Reduce Your Stress by Saying “NO”

Reduce Your Stress by Saying NO

The ability to say “no” is a major issue for people who are overly stressed. Perhaps your mother has asked you to take Nana to the store, but you’re in the middle of a major work project. Perhaps your best friend asks if you’d mind babysitting her children when you’ve already made plans to get a haircut. This can be overwhelming for many people. So go ahead and reduce your stress by saying “no.”

There is no reason why you should say “Yes” to everyone. There are numerous occasions when you should decline them. You’re a people pleaser if you find yourself agreeing to do things you don’t want to do. It may appear to be a desirable trait, but it is a major source of stress.

You Can’t Please Everyone

People pleasers prioritize the needs of others over their own. They are preoccupied with what other people want, think, or require, and they spend a lot of time doing things for others.
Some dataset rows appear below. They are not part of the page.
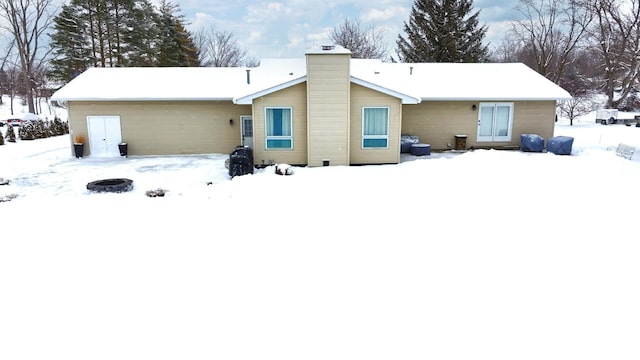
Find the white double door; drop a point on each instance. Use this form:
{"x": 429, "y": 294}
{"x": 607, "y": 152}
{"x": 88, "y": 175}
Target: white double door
{"x": 104, "y": 135}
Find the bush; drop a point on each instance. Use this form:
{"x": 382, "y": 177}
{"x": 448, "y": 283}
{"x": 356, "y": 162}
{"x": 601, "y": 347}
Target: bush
{"x": 27, "y": 132}
{"x": 11, "y": 135}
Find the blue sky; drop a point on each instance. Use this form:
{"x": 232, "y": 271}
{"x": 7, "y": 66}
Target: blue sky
{"x": 285, "y": 28}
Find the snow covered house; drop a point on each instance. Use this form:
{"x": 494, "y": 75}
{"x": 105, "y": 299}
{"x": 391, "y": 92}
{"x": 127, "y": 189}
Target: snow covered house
{"x": 323, "y": 109}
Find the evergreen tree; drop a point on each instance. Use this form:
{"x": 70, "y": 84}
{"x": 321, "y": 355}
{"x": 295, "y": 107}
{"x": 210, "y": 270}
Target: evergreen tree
{"x": 443, "y": 31}
{"x": 141, "y": 35}
{"x": 70, "y": 48}
{"x": 175, "y": 44}
{"x": 10, "y": 135}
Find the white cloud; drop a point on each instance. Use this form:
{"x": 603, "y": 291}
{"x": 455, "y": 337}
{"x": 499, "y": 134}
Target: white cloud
{"x": 377, "y": 15}
{"x": 257, "y": 14}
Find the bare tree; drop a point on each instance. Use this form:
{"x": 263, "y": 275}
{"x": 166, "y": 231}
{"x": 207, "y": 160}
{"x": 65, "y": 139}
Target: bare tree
{"x": 616, "y": 40}
{"x": 551, "y": 30}
{"x": 220, "y": 49}
{"x": 509, "y": 49}
{"x": 364, "y": 43}
{"x": 577, "y": 106}
{"x": 26, "y": 21}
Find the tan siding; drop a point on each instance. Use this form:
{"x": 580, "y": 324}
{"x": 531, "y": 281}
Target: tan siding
{"x": 168, "y": 128}
{"x": 328, "y": 89}
{"x": 438, "y": 122}
{"x": 295, "y": 98}
{"x": 363, "y": 97}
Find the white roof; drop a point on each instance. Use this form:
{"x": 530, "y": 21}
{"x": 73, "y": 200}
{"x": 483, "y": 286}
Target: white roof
{"x": 459, "y": 81}
{"x": 412, "y": 83}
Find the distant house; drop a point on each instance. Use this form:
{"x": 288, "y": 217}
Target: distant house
{"x": 325, "y": 108}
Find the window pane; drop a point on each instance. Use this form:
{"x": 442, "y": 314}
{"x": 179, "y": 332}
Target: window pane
{"x": 278, "y": 122}
{"x": 376, "y": 121}
{"x": 375, "y": 143}
{"x": 502, "y": 120}
{"x": 278, "y": 144}
{"x": 486, "y": 121}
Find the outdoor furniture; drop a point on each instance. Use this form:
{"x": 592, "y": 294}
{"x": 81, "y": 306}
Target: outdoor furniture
{"x": 531, "y": 143}
{"x": 420, "y": 149}
{"x": 560, "y": 145}
{"x": 406, "y": 141}
{"x": 623, "y": 150}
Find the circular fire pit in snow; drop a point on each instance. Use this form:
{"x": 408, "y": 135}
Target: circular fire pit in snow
{"x": 110, "y": 185}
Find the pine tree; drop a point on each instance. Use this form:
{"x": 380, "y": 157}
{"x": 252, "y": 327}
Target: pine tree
{"x": 175, "y": 43}
{"x": 141, "y": 35}
{"x": 443, "y": 31}
{"x": 70, "y": 48}
{"x": 10, "y": 135}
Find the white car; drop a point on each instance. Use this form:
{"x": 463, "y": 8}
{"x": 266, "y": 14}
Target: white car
{"x": 19, "y": 119}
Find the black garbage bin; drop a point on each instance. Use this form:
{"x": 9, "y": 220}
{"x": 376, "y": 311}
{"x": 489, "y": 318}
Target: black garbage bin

They rarely do things for themselves, and when they do, they feel guilty. Being a people pleaser is exhausting.

People pleasers refrain from expressing their true feelings. They don’t ask for what they want if they think someone will be upset with them. Despite this, they frequently spend time with people who are unconcerned about their needs. People pleasers are often driven to make insensitive or unhappy people feel better, even if it means putting themselves in danger.

Constantly trying to please others is exhausting, and many people-pleasers experience anxiety, worry, unhappiness, and exhaustion regularly. They may be perplexed as to why no one does anything for them when they do so much for others but do not ask for what they require.

A people pleaser may believe that if they ask someone for help and that person agrees, that person is doing so out of obligation rather than desire. The reasoning goes that if they truly wanted to help, they would have offered without my prompting.

This way of thinking occurs because people pleasers feel obligated to assist and do not always do things they want to. Unfortunately, people pleasers have been taught that their worth is determined by how much they do for others.

You’re Not Selfish

When they do take time for themselves, they feel selfish, indulgent, and guilty, which is why they are constantly on the move, rushing to complete tasks. People pleasers are often the first to be asked to do things because they accomplish so much and are easy to get along with – they are vulnerable to being taken advantage of.

People pleasers were most likely raised in homes where their needs and feelings were not valued or respected. As children, they were frequently expected to respond to or care for the needs of others. Or they may have been silenced, neglected, or abused in some other way, teaching them that their feelings and needs were unimportant.

In many cultures, girls are raised to be people-pleasers, to put others’ needs ahead of their own. Most women have a certain amount of people-pleasing in them. Men who identify with their mothers frequently do so as well.

People pleasers are preoccupied with others rather than with themselves. They frequently feel empty or unsure of how they feel, what they believe, or what they want for themselves. This pattern can be altered, and it is possible to do so right now.

Start Saying “No”

To begin, practice saying NO. This is a crucial phrase! Say it as many times as you can just to hear it come out of your mouth. When you’re alone, say it aloud. Practice phrases that contain the word NO, such as “No, I can’t do that” or “No, I don’t want to go there.” Begin with simple tasks and work your way up to more difficult situations.

Stop answering with “YES” all the time. Before responding to someone’s request, try to pause or take a deep breath. You might want to respond to requests with “I’ll think about it first, and then I’ll get back to you” or “Let me check my schedule and call you back.” Use any phrase that makes you feel at ease and gives you time to think before responding with “YES”.

You will feel guilty when you begin, but this will not always be the case. Remember that your mental health is well worth the annoyance you may cause others. What matters is that you’re happy.

Do What Makes You Happy

Determine what gives you pleasure. You might enjoy reading magazines, watching videos, going to the park, or listening to music, for example. Allow yourself to do those things, and also enjoy them.

Request assistance from someone. I know it’s difficult, but you can do it! After all, everyone else is requesting favors from you. Be understanding if they decline your request. Just because you’ve always said “Yes,” doesn’t mean they have to say it every time as well.

Many people-pleasers believe that if they stop doing things for other people, no one will like them. If this occurs, you were being used, and they shouldn’t be in your life in the first place. People should enjoy your company because of who you are rather than what you do for them. You have earned the right to take time for yourself, to say “NO”, and to care for yourself without feeling guilty. Change is within your grasp – one small step at a time!